## 1 algorithm Introduction

Explanation: Section 1.1 is mainly to summarize and help understand the BP network algorithm principles that take into account the influence factors, that is, the general explanation of BP model training principles (can be skipped according to their own knowledge). Section 1.2 starts with the BP network prediction model based on the influence of historical values.

When using BP network for prediction, there are two main types of models from the perspective of input indexes considered:

1.1 Principle of BP network algorithm affected by related indexes

As shown in Figure 1, when training BP using the newff function of MATLAB, you can see that in most cases there are three layers of neural networks (input layer, hidden layer, output layer). This helps to understand the principles of neural networks:

1) Input layer: equivalent to the human five senses, five senses to obtain external information, corresponding to the neural network model input port to receive input data process.

2) Implicit layer: corresponding to the human brain, the brain analyses and considers the data passed by the five senses. The hidden Layer of the neural network maps the data x from the input layer, which is simply understood as a formula hiddenLayer_output=F(w*x+b). W and B are called weight, threshold parameter, F() To map rules, also known as activation functions, hiddenLayer_output is the output value of the implied layer's mapping of the incoming data. In other words, the implied layer maps the influencing factor data X of the input to produce the mapping value.

3) Output layer: the brain can control the limbs to perform actions (respond externally) after thinking about the information from the five senses (mapping to the implied layer).Similarly, the output layer of the BP network maps hiddenLayer_output again, outputLayer_output=w *hiddenLayer_output+b. w, B are weight, threshold parameters, and outputLayer_output is the output value (also called simulation value, prediction value) of the output layer of the BP network (understood as the human brain's outward actions, such as baby tapping the table).

4) Gradient descent algorithm: By calculating the deviation between the output Layer_output and the y-value passed in from the neural network model, the algorithm is used to adjust the weights and thresholds accordingly. This process can be understood as the baby tapping the table, skewing, and adjusting the body according to the distance of the deviation so that the arm that is waving again keeps close to the table and eventually hits.

Take another example to further understand:

The BP network shown in Figure 1 has input layer, implied layer and output layer. How does BP use these three layers to implement output Layer_output of output layer, approaching the given y value continuously, so as to train a precise model?

From the ports connected in the diagram, you can think of a process: Take the subway and imagine the picture as a subway line.

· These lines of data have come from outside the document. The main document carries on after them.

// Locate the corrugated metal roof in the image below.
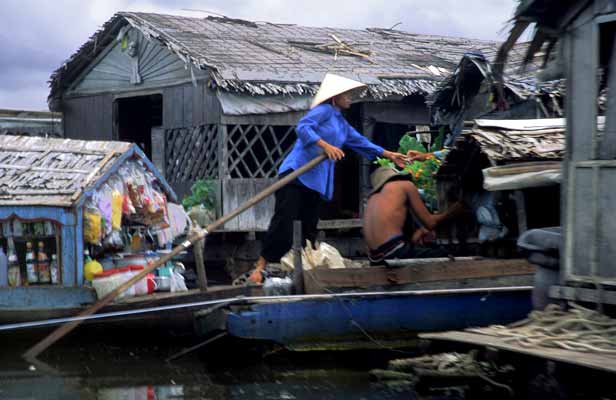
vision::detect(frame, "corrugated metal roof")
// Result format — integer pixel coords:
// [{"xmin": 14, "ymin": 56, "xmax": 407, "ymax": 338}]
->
[
  {"xmin": 465, "ymin": 118, "xmax": 565, "ymax": 162},
  {"xmin": 0, "ymin": 136, "xmax": 134, "ymax": 206},
  {"xmin": 50, "ymin": 12, "xmax": 508, "ymax": 102}
]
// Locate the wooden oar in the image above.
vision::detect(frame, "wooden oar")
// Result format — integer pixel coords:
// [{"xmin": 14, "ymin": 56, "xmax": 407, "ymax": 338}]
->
[{"xmin": 23, "ymin": 154, "xmax": 327, "ymax": 360}]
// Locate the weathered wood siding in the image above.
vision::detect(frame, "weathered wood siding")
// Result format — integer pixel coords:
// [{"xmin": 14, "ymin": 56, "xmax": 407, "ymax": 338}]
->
[
  {"xmin": 163, "ymin": 82, "xmax": 220, "ymax": 129},
  {"xmin": 222, "ymin": 179, "xmax": 276, "ymax": 232},
  {"xmin": 561, "ymin": 0, "xmax": 616, "ymax": 284},
  {"xmin": 63, "ymin": 94, "xmax": 113, "ymax": 140},
  {"xmin": 69, "ymin": 29, "xmax": 191, "ymax": 94}
]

One day Wang Mou went home by subway: he got on the train at the input starting station, went through many stations halfway (hiddenLayer), and then found that he overtook (output Layer corresponds to the current location), so he would leave home according to his current location (Target)The distance (error Error) returns to the midway station (hiddenLayer) to take the Metro again (error reverse transmission, updating w and b with gradient descent algorithm), and if Wang Mou makes another mistake, the adjustment process will be carried out again.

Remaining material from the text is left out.